1960'lı yıllara kadar Yakalılar kendi içlerine kapalı yaşamışlar . Dışarıdan evlilik olayı pek olmamıştır. Gelendost halkı ve yaylalara gelen Yörüklerle olan otlak kavgalarına tüm köy halkının katılması ,köye yerleşenlerin çoğunun aynı boydan olma olasılığını güçlendiriyor.

Yaka'nın hemen yukarısında bulunan Çomça pınarı mevkiinin Haçlı savaşları sırasındaki bazı savaşlarda Türklere komuta merkezi olduğu söylenmektedir.

Selçuklu ve Osmanlı dönemine ait eşkıya ve efe öyküleri anlatılır.

Yakalılardan bir çok insanın Yemen, Balkan, Galiçya, Filistin, 1.Dünya, Kafkas, Kurtuluş savaşına katıldığı, şehit ve gazi olduğu anlatılır. Hala şehit ailelerinden aylık alanlar bulunmaktadır.

Cumhuriyet kurulduktan sonra Yakalılar tarım ve hayvancılığa var güçleri ile sarılmışlar, yerleşik düzene uyum sağlayıp çok çalışarak geçim kaynaklarını artırmışlardır.

1960'lı yıllarda yurt dışına işçi göndermede atılgan davranmışlar , yasal ve yasal olmayan yollardan yurt dışına çok insan göndermişlerdir. Bunların çoğu işçi olmuştur. Bir kısmı bir süre çalışıp dönmüş , bir kısmı hala yurt dışındadır. Bunların 2. Kuşak çocuklarının çoğu orada işini kurmuştur.

Yurt dışı gelirlerinin arazi alımına yatıran Yakalılar sulama kanallarının yapımıyla elmacılıkta çevrede öne geçmişlerdir.

Yakanın eski ve yakın tarihi ile ilgili araştırmalar devam etmektedir.

Nüfus

Türkiye genelinde olduğu gibi Yaka kasabasının nüfusunun en önemli özelliği genç nüfusun çok olmasıdır. Okuma yazma bilenlerin oranı %98'dir. Nüfusun %52'sini Kadınlar %48'ni Erkekler oluşturur.

Kasabamıza geçmişte az sayıda göçmen gelmesinin yanında Kasabamızdan göç olayı fazla olmuştur. Göçün daha yoğun olduğu yerler Isparta ve Antalya şehirleridir.

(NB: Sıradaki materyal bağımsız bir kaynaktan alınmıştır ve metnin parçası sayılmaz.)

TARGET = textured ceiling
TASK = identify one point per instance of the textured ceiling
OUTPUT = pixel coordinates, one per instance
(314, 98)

Kesin olmamakla birlikte 1930'lu yıllarda 900 kişi 1940'lı yıllarda 1200 kişi, 1950'li yıllarda 1500 kişi, 1960'lı yıllarda 1800 kişilik nüfus olduğu sanılıyor. 1970 nüfus sayımında 2038, 1985 nüfus sayımında 2535, 1990 nüfus sayımında 2695, 1997 nüfus sayımında 2399, 2000 nüfus sayımında 2342 ve 2007 nüfus sayımında 2164 olduğu ve 2007 tarihinden sonraki nüfus değişiklikleri adresi dayalı sistemden takip edildiğinden 2009 yılında nüfusumuz 2087 düşmüş olup; resmi gazetede yayınlanmıştır.

Coğrafi Durumu

Kalkerli Karistik yapıya sahip olduğundan arazi çok engebelidir. Dağlar arasında rastlanan düzlüklerin çoğu tarıma elverişli değildir. Köyün verimli arazileri Gelendost ovasındadır. Bunun yanında Koçaklar, Dumlu, Ulupınar ve Çadırağaç gibi yüksek düzlüklerde tarımsal çalışmalar yapılır. Serpi, Çöğürlü, Karamıklı, Hacımemiş, Üçkuyu Ekizce, Ayıyalağı yaylalarında yazın hayvancılık yapılır. Söboova yaylasında ise hayvancılık yanında arpa, nohut, buğday üretimi de yapılır. Bu yaylaları Anamas Dağları ve kolları, Dedegöl, Güllüce ve Yandağ birbirinden ayırır . Dağların rakımı yer yer 2400 metreyi bulur . Araç ulaşımına geçit vermezler . Derbent geçidi açılırsa araç ulaşımı sağlanır. Bu yayla ve dağlarda ardıç ve çam ormanları yanında çayırlıklar bitki örtüsünü oluşturur. Kasabanın yerleşim yeri çevresinde Kocakoru, Ahmetalanı meşeliklerinin yanında Pınarlı koru'da yaz kış yeşil kalan maki çalılıkları da değişik bitki örtüşüdür. Kasaba sınırları içinde irili ufaklı vadiler vardır. Bunların en büyüğü olan Akdere vadisine akan çay kasaba içinden geçerek ovada kaybolur. Yaz başlarında da kurur.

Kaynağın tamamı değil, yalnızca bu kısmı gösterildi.